Absolutely correct. First cut was about 30 acres. Second cut 20. Hurricane damage and third cut was 110 acres.

Regardless, the graph really accentuates the increased fawning cover that new growth provides. Not sure how big that property is but those numbers seem fairly significant. The largest farm I hunt is less than 300 acres and even on there it's hard to imagine 25 different identifiable bucks living there, and it's in ag country. On the hardwood properties the numbers are much lower.
That's my personal property - 500 acres. The numbers can get so high because we're concentrating all of the deer during the fall from thousands of acres of surrounding ag land that is wiped clean of cover after harvest.
 
This is what I'm talking about with trying to keep track of so many 8-pointers.
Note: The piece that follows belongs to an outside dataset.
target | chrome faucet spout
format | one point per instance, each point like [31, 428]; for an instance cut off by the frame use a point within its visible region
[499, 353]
The picture below shows two 8-pointers that are nearly identical. Both have almost identical G2s and G3s. They even curve inwards the exact same way and have the same height comparison between the G2 and G3 tines. Both have beams that sweep around and the tips are about the same distance apart. But it is the slight difference in browtine shape that distinguishes them. One has straight up matching brows while the other has slightly offset brows with his right brow having that little outward crook in it. Keeping track of these tiny differences can be a nightamre.

Oh, and I was wrong. It wasn't 48 different 8-pointers. I looked it up and one property I did a camera census for had 57 different 8-pointers I had to keep track of!